Dinner dragged on through three courses, her anxiety building through each. After the sweet course, Lady Catherine called for the ladies to attend her in the drawing room. Had that command ever been so welcome?
Amidst a lovely service of tea and biscuits, Lady Catherine inquired after the health of each of her guests, their families, and all of their acquaintances. She offered her recommendations on which tonics and apothecaries might serve them best. When the subject at last ran dry, Lady Catherine required entertainment.
“Miss Bennet, play for us. I feel certain you might amuse us sufficiently in the men’s absence.”
“I…I thank you for your confidence, Lady Catherine.”
“Yes, yes, I am sure you are not accustomed to such praise. Do not dither on about it. Go play.”

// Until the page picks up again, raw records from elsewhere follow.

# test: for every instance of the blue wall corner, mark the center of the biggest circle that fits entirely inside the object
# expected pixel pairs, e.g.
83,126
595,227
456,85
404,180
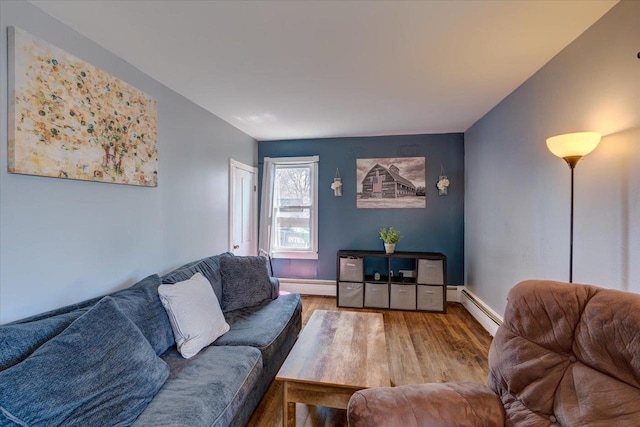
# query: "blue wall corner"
438,228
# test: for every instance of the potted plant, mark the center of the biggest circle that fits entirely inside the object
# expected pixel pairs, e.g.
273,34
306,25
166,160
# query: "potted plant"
390,237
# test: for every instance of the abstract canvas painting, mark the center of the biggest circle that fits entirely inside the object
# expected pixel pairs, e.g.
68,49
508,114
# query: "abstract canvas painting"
397,182
70,119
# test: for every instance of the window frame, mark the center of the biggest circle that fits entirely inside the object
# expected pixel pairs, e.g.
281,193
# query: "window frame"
267,238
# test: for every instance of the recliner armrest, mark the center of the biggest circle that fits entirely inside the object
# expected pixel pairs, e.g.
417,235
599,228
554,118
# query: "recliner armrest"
434,404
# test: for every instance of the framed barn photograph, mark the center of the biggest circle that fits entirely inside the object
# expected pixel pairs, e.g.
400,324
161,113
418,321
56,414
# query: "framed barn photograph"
395,182
69,119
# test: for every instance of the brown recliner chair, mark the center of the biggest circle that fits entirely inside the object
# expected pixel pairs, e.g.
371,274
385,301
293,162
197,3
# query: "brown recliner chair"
566,354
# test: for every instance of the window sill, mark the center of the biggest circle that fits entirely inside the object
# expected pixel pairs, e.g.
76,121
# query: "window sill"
294,255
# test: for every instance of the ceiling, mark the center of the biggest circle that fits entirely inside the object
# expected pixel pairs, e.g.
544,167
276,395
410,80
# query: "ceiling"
315,69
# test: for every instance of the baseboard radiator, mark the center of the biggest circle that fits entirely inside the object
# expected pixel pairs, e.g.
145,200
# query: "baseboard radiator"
478,309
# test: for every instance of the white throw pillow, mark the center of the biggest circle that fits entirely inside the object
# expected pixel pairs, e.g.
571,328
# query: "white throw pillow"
194,313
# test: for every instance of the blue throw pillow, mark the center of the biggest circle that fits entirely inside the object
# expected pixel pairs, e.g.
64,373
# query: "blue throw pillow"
208,267
142,305
99,371
245,282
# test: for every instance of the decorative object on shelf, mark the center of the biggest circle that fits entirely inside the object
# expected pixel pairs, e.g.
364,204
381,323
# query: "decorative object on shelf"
395,182
572,147
443,182
390,237
69,119
336,186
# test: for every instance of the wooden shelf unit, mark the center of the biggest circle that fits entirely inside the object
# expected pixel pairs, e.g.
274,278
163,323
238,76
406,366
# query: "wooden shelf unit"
413,281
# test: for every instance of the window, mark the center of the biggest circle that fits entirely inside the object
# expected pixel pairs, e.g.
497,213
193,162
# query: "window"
289,211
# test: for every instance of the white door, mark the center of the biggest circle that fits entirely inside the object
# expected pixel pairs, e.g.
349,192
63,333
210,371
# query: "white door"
243,203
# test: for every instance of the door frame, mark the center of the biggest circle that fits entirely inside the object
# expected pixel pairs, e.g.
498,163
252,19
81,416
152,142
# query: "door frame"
254,199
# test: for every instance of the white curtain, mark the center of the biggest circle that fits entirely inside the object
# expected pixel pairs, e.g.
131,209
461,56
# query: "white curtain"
266,205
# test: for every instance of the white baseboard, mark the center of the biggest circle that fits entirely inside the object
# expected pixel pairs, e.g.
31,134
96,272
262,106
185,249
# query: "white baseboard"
309,287
485,315
328,288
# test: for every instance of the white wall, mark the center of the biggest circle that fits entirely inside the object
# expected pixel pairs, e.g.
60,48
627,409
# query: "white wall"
517,193
65,241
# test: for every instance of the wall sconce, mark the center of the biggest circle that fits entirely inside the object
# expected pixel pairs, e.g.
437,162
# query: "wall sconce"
443,183
336,186
572,147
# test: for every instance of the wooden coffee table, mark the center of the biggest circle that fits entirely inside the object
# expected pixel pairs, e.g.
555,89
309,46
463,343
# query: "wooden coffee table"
337,354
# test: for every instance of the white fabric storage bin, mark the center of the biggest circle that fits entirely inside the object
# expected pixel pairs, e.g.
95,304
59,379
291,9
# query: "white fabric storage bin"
351,270
430,271
350,294
376,295
403,297
430,298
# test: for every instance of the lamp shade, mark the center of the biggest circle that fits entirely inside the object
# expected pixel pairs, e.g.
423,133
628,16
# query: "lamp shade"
573,144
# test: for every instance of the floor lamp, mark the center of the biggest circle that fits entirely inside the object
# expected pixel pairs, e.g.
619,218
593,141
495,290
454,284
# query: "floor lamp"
572,147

The instrument was far finer than any she had ever played. Though she could not do it justice she might provide sufficient distraction for those attending to Lady Catherine’s monologue.
The music distracted her as well. When had the gentlemen returned to the drawing room?
Heavens! Mr. Darcy approached.
Her fingers tangled over a chord.
He stopped several steps away, his every limb rigid and face etched into a mask she had once mistaken for displeasure. “Forgive me, Miss Bennet. Colonel Fitzwilliam suggested you might require someone to turn pages for you. He intended to do the task himself, but Anne required his immediate attention, and he sent me in his stead.”
She stammered meaningless syllables.
“I shall go if you prefer.”
“I …ah…yes, please…that is I would be pleased for your assistance.”
The hard lines on his face eased a mite. He stationed himself beside the pianoforte.
For the moment, just this moment he was near. They had a tiny bit of privacy, perhaps the only one they would ever have.
She came to the end of the piece. Polite applause commensurate with her middling performance followed.
“Please, sir, would you bring me the top sheet of music from the cabinet? I believe it might convey a pleasing sentiment.” She forced the words out, but only managed a whisper.
His brows creased his forehead in a little ‘v’ she had seen many times before. Pray let him not refuse!
He tipped his head and stepped away.
She slipped the letter from her sleeve. It could tuck in just behind the sheet on the music stand. Her hands shook so hard she knocked both to the floor. Gasping, she reached for it, and her hand collided with Mr. Darcy’s.
“Pray excuse me, sir.” She pulled away and held her breath.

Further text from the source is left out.